Now that the machine is trained we have produced the embedding space by feeding through 30 000 test RV images from which we have obtained 30 000 embedding vectors of size 128. This makes our embedding space 128 dimensions so we must use dimensionality reduction algorithms to visualize structure in the data. t-SNE is an appropriate model to use for dimensionality reduction because as it is non-linear it is able to preserve local and global structures within the data.

Fig.6: t-SNE over the embedding space (bottom is controlled for age and sex confounders)

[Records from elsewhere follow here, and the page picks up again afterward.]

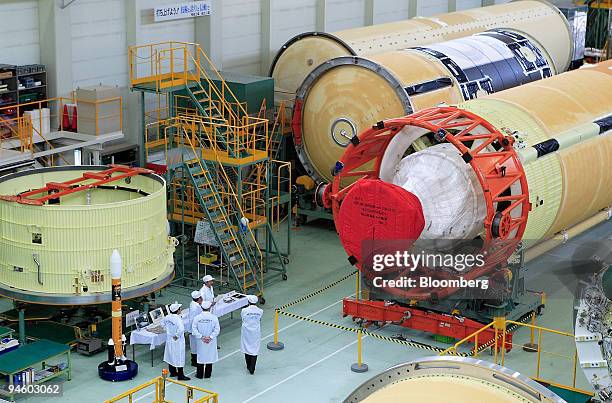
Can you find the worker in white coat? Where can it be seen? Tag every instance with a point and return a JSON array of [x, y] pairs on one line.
[[206, 328], [250, 336], [195, 309], [174, 353]]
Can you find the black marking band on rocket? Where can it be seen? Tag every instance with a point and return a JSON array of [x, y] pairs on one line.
[[546, 147], [469, 88], [429, 86], [516, 43], [477, 71], [604, 124]]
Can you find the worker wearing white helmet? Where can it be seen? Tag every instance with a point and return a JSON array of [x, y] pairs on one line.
[[174, 352], [207, 291], [195, 309], [206, 328], [250, 337]]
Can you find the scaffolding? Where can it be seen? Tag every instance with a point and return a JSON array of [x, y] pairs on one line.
[[219, 161]]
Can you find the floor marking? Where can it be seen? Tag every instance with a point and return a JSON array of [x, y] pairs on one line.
[[302, 371], [263, 338]]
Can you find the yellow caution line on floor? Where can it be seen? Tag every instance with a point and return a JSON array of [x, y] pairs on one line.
[[312, 294], [364, 332]]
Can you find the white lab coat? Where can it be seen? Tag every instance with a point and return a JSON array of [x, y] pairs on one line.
[[206, 324], [194, 310], [208, 294], [174, 352], [250, 336]]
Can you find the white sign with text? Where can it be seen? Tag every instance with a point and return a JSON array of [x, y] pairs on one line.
[[182, 10]]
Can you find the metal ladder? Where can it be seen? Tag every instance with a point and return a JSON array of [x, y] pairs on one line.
[[239, 248]]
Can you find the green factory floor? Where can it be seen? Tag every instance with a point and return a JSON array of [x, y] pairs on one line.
[[314, 366]]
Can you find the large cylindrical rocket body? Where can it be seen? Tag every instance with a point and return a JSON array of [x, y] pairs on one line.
[[344, 96], [303, 53], [535, 159]]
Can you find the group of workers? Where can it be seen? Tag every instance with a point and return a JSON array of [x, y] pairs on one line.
[[204, 329]]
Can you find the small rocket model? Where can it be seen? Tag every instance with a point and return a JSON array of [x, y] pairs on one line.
[[117, 367], [118, 339]]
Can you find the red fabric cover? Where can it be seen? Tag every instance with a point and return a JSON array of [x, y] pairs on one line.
[[377, 210]]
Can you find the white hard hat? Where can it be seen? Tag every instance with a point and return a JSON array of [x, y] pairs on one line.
[[175, 307]]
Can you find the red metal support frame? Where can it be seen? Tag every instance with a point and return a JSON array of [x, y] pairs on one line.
[[490, 154], [499, 171], [55, 190], [442, 324]]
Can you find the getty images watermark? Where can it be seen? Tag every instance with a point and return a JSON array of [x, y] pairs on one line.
[[430, 269], [412, 261]]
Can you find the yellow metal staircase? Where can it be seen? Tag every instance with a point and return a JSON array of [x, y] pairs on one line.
[[208, 140], [237, 244]]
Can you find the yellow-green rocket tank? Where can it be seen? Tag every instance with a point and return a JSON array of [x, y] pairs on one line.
[[59, 253]]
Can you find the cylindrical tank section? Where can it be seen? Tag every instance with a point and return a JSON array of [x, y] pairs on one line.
[[537, 18], [456, 379], [526, 163], [346, 95], [58, 252]]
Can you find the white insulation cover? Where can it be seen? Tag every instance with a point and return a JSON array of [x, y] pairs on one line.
[[450, 194]]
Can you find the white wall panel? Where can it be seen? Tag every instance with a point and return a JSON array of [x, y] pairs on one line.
[[242, 35], [290, 18], [467, 4], [390, 10], [99, 52], [430, 7], [19, 42], [345, 14]]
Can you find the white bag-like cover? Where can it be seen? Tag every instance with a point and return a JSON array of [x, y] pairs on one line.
[[449, 191]]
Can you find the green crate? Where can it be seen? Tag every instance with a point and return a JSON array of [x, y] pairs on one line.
[[444, 339], [247, 88]]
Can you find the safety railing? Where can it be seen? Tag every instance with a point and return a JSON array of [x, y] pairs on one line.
[[281, 182], [247, 139], [538, 335], [168, 64], [162, 65], [226, 184], [17, 133], [54, 114], [158, 386]]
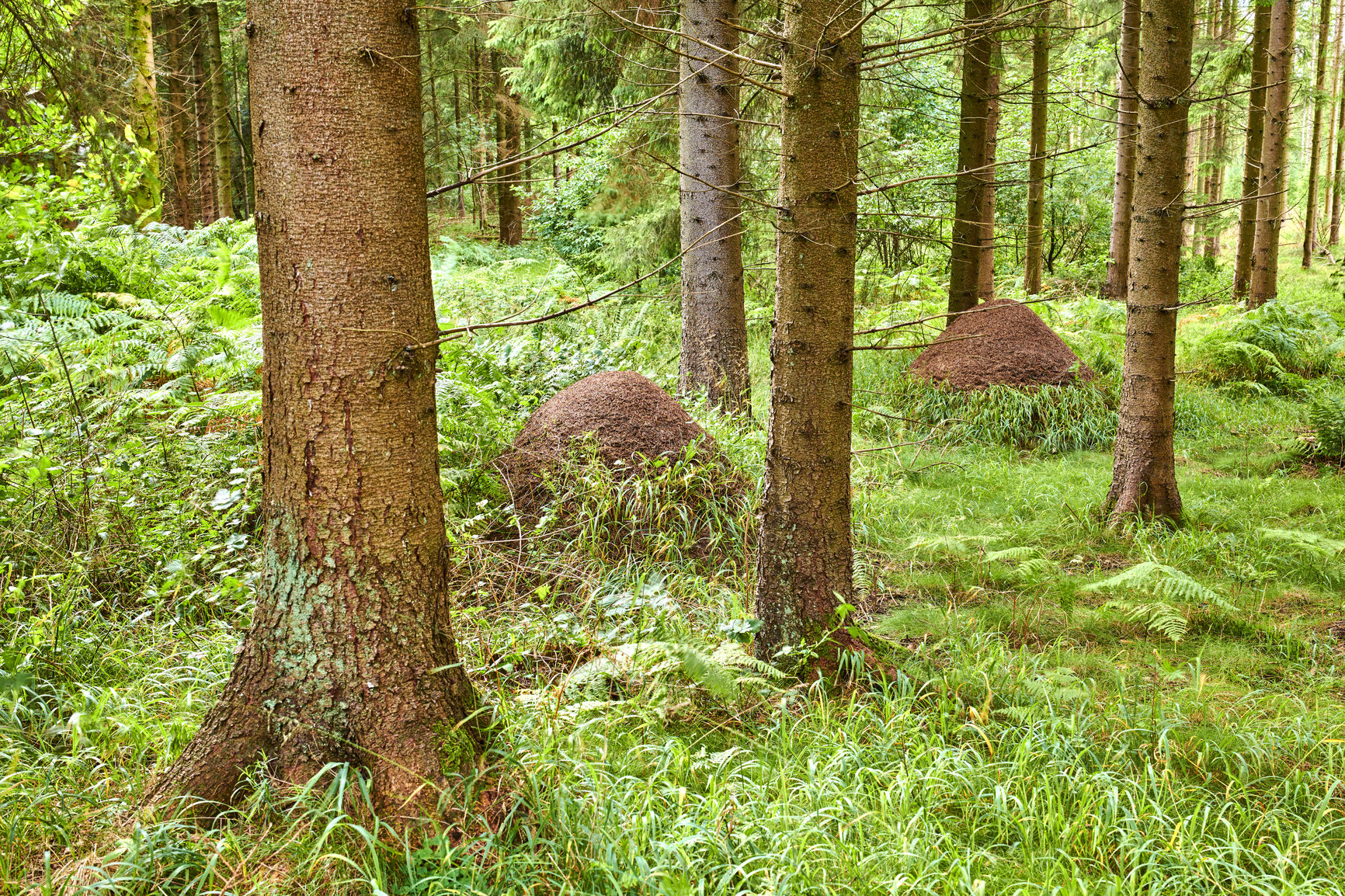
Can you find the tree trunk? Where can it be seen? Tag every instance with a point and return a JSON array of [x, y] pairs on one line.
[[1253, 154], [968, 211], [509, 146], [1339, 176], [220, 116], [714, 330], [1274, 181], [1319, 100], [350, 655], [206, 190], [805, 554], [1144, 477], [1037, 151], [986, 291], [147, 196], [179, 152], [1128, 123]]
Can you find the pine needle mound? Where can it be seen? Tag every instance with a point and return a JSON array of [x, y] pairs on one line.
[[999, 342], [626, 418]]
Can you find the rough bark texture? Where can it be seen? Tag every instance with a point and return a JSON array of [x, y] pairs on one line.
[[147, 194], [1037, 152], [805, 554], [1144, 475], [350, 655], [714, 332], [509, 146], [1128, 123], [178, 132], [986, 291], [220, 115], [968, 210], [1274, 179], [1253, 154], [1319, 101]]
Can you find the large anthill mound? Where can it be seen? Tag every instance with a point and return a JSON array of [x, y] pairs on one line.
[[999, 342], [628, 418]]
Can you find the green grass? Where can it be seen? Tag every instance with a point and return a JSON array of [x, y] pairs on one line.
[[1036, 736]]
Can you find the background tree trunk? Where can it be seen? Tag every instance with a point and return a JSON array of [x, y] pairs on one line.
[[1144, 475], [1253, 154], [968, 210], [509, 146], [805, 554], [206, 174], [220, 104], [147, 194], [714, 330], [1274, 181], [1128, 123], [179, 152], [986, 291], [1037, 151], [1319, 100], [350, 655]]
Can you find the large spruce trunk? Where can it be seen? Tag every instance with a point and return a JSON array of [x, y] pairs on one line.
[[1144, 474], [805, 554], [1128, 124], [1274, 174], [350, 655], [971, 186], [714, 335], [1253, 154]]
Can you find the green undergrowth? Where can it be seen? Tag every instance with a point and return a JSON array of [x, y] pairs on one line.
[[1069, 710]]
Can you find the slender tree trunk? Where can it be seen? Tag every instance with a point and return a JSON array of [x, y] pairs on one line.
[[147, 194], [1128, 124], [350, 655], [220, 130], [805, 554], [509, 146], [183, 213], [986, 291], [1144, 475], [1253, 154], [205, 161], [1339, 175], [1319, 101], [968, 211], [1274, 181], [714, 330], [1037, 151]]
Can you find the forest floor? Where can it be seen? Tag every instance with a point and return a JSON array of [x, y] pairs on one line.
[[1075, 710]]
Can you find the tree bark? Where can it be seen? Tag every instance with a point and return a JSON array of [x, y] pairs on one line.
[[968, 211], [147, 196], [350, 655], [205, 161], [1319, 100], [714, 330], [1253, 154], [1037, 151], [805, 554], [509, 146], [179, 152], [220, 130], [1144, 475], [1128, 124], [1274, 181], [986, 290]]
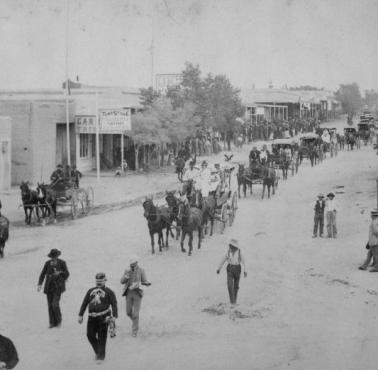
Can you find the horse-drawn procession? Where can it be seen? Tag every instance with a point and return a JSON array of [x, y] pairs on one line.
[[63, 192]]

One can see on Fig. 5 that two clusters have been formed well separating left and right eyes. Within these 2 clusters, when colored by the normalized number of vessel bifurcation in the RV image, a gradient can be seen with the higher level of vessel bifurcations being put the extremities of the clusters and the lower number of bifurcations are put closer together towards the middle. Moreover a keen eye may notice a correlation between the number of vessel bifurcations and the age associated with the sample because the older the sample the less the number of bifurcations. Finally controlling for age and sex seems to have not had a strong effect on the t-SNE representation. As we have substracted age and sex effect by a multiple regression onto 128 variables simultaneously one may want to try to substract age and sex effect using a linear regression model and controlling the effect one variable after the other instead.

Fig.5 seems to hint that the embedding seems to preserve information of the images' phenotypes like the number of bifurcations.

Fig.7: Embedding variables' correlation map

Fig.6 is a clustermap of the correlation matrix between each embedding variables. One can see clusters of well correlated variables suggesting the presence of structure in the data. These clusters could explain some features of the images like classical phenotypes such as tortuosity, vessel diameter, bifurcations and left or right eye. A deeper look into the images' phenotypes may give us some insight as to how and what information the machine learns and preserves to reconstruct a predicted image.


Preliminary analysis of the machine's results seems to indicate promising usability of the embedding space for potential inference on correlation with some image's phenotypes such as number of bifurcations and others. If it were proved to be meaningful by a more thorough analysis it would give important insight as to what the model learns and how it behaves. Other analysis like the training of a classifier on the embedding space for potential predictability of vascular diseases could show promising results. The possibility of using the embedding for potential genetic correlations would be interesting for gaining insights into one's genotype simply by a retinal vasculature image.